Comment 6 Luigi Scarso 2009-08-20 06:26:40 UTC

Acroread 9 under linux has no problem with mk.pdf .

Comment 7 Ken Sharp 2009-08-20 06:42:28 UTC

I'm not conviced of 
1 begincodespacerange
<00><ff>
endcodespacerange
because 5411 says 

1 begincodespacerange
<0000><FFFF>
endcodespacerange

Not sure what you mean by 5411, is this another tech note ? The ~codespacerange
operators just declare the maximum and minimum values for the character codes,
since we aren't using values outside 00->ff this is enough for us. Note this is
the *input* codes, not the output values.

Multiple bytes in the code space range have a different meaning to what you
might expect. Each bytes is considered separately, not as forming a single
value. See p48 of tech note 5014 for more on this. In the case 0000 ffff this is
the a full complement of 2 byte character codes, but we really don't need to
specify that.


Now as for mk.pdf, I don't see a problem with the CMap you quote, but I would
need to see the whole file to be more sure. Your other error I can't really
comment on.

We've drifted rather far away from your xpdf problem, if you think there is a
problem with a different file using GS you should open a new issue, if you think
there is still a problem with xpdf then you should reopen this issue.

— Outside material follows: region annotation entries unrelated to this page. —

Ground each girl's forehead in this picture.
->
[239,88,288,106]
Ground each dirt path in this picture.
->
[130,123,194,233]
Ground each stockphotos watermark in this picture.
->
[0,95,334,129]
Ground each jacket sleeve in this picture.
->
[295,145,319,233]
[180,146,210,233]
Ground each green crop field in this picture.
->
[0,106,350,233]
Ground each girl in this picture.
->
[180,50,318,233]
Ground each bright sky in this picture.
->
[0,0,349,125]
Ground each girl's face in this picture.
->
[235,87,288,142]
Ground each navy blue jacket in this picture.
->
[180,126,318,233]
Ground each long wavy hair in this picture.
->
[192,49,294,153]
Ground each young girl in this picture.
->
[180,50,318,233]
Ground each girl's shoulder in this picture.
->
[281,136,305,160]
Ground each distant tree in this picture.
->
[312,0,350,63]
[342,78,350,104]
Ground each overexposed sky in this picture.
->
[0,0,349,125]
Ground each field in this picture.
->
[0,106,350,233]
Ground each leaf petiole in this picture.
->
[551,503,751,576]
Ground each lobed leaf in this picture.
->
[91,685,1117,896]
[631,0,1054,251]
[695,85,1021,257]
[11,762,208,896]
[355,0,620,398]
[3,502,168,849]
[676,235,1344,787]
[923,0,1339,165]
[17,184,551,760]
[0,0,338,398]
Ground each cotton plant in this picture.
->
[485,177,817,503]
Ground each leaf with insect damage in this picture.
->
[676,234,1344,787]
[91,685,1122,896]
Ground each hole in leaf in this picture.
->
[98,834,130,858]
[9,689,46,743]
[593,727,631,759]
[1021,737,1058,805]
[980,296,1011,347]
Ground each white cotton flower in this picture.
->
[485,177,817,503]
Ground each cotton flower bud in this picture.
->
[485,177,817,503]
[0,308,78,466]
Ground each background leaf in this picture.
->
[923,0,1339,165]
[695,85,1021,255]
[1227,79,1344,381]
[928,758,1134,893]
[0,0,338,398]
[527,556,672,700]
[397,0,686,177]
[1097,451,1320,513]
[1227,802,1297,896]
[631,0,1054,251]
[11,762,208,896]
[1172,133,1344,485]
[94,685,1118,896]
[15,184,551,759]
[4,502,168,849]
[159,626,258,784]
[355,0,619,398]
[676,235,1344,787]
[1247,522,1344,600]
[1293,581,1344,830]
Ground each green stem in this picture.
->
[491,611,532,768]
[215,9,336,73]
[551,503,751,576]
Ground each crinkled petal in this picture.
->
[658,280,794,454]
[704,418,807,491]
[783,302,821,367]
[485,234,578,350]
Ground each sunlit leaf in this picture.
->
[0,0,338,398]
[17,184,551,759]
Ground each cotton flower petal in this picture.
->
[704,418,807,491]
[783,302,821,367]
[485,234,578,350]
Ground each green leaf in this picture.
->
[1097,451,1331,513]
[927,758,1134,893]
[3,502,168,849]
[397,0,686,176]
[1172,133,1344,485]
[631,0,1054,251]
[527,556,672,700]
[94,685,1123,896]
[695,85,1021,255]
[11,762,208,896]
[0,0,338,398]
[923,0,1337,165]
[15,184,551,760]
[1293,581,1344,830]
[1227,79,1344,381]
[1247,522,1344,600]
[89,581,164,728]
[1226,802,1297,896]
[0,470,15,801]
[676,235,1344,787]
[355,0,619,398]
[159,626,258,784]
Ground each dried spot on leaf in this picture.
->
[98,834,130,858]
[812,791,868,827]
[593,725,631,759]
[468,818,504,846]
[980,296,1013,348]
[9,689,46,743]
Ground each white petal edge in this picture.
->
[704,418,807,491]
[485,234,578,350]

Comment 8 Luigi Scarso 2009-08-20 07:08:59 UTC

I'm not conviced of 
1 begincodespacerange
<00><ff>
endcodespacerange
because 5411 says 

1 begincodespacerange
<0000><FFFF>
endcodespacerange

Not sure what you mean by 5411, is this another tech note ?

Yes 
ToUnicode Mapping File Tutorial 
Technical Note #5411 
Plase see also 

PDF 1.7 spec,  pag 472 subsection 5.9.2

Anyway for mk.pdf maybe I will open another issue . 

Many Thanks

Comment 9 Ken Sharp 2009-08-20 07:26:18 UTC

>?Plase see also 
>
>PDF 1.7 spec,  pag 472 subsection 5.9.2

I've looked at both these and I do not see a specific problem. Its true that the
examples all use 2-byte codespace ranges, and as a result all use 2 byte
bfchar/bfrange operators. However there is nothing in the spec which says that 2
byte ranges are a requirement. In fact the spec makes it reasonably clear (under
begincodesparange) that single byte ranges are permissible.

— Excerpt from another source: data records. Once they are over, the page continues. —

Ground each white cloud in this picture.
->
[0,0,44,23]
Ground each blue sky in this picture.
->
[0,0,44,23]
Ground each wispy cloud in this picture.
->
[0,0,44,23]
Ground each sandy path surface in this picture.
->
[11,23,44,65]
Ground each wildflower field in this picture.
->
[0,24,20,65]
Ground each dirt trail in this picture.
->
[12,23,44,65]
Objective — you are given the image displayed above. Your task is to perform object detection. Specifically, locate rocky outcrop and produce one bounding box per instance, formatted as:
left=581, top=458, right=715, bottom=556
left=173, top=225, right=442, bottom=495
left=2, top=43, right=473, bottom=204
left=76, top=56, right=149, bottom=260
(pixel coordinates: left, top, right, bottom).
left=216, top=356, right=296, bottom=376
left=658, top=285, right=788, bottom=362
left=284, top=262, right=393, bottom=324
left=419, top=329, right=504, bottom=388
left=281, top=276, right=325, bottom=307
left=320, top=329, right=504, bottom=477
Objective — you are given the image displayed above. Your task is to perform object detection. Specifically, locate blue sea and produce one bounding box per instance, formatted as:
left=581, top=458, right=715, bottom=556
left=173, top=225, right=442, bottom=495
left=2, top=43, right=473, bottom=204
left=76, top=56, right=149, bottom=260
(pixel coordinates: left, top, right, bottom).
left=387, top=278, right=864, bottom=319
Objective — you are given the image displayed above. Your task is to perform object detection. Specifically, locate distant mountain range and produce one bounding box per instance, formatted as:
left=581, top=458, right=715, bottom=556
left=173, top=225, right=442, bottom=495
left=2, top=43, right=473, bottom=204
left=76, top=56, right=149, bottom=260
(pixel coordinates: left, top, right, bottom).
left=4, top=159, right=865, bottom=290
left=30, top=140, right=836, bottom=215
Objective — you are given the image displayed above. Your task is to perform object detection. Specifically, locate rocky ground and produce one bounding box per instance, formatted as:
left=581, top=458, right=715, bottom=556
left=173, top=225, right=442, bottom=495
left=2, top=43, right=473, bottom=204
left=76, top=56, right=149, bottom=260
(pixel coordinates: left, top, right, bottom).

Given that we do use 2-byte codes (but always between 00 and ff) its possibly
arguable that we should use 2 byte ranges, but as I said, Acrobat seems happy
with what we currently output.

Comment 10 Luigi Scarso 2009-08-20 08:12:11 UTC

At pag 3 of AdobeTech#5411 there is 
the following text:

"codespacetange" definition , without exception, shall
 always be used:
1 begincodespacerange
<0000><FFFF>
endcodespacerange

See also
PDF 1.7 spec, at pag 472 sec 5.9.2 says:
"Additional guidance regarding the CMAP defined in this entry is provided
in Adobe Technical Note #5411, ToUnicode Mapping File Tutorial"


But this is not  the case of 
test_gs870.pdf

hence I reopen the issue.

Many thanks at Ken for his patience .

Comment 11 SaGS 2009-08-21 02:56:29 UTC

Im my opinion, the paragraph that actually clarifies this debate is the 
following, taken from PDF32000_2008.pdf section 9.10.3 "ToUnicode CMaps":

   "The CMap file shall contain begincodespacerange and endcodespacerange 
    operators that are consistent with the encoding that the font uses. In 
    particular, for a simple font, the codespace shall be one byte long."

Almost the same text can be found in the PDF Reference, section 
5.9.2 "ToUnicode CMaps", 3rd bullet. I consider this implies that fonts using 
2-byte charcodes should use 2-byte ‘character codes’ in the ToUnicode CMap.

This is also consistent with the following, found in section 9.7.6.2 "CMap 
Mapping", and which refers to ‘regular’ CMaps:

   "The code extracted from the string shall be looked up in the character 
    code mappings for codes of that length. ... Failing that, it shall be 
    looked up in the notdef mappings, ..."

(Note the "of that lenght".) It's clear from here the length of the code 
matters a lot. If there are no ranges of the correct length, the 
respective ‘character code’ is taken as undefined - there’s no ‘delete leading 
zeroes and retry’.

To put it another way, in a Type 0 font ‘character codes’ are conceptually not 
numbers, to be able to talk about ‘0-filling the value’, but sequences of 1 or 
more bytes. For example the <00FF> starts not as the number 255, but as the 2 
bytes 0 and 255; these are extracted from a show string and used in a certain 
way (maybe to derive a CID, which IS a number) to locate the corresponding 
character. Also note the ToUnicode CMap is attached to the Type0 composite 
font, not to its CIDFont descendent (the latter indeed identifies characters 
by numbers and not by sequences of bytes).

Comment 12 Ken Sharp 2009-08-21 03:16:35 UTC

>Almost the same text can be found in the PDF Reference, section 
>5.9.2 "ToUnicode CMaps", 3rd bullet. I consider this implies that fonts using 
>2-byte charcodes should use 2-byte ‘character codes’ in the ToUnicode CMap.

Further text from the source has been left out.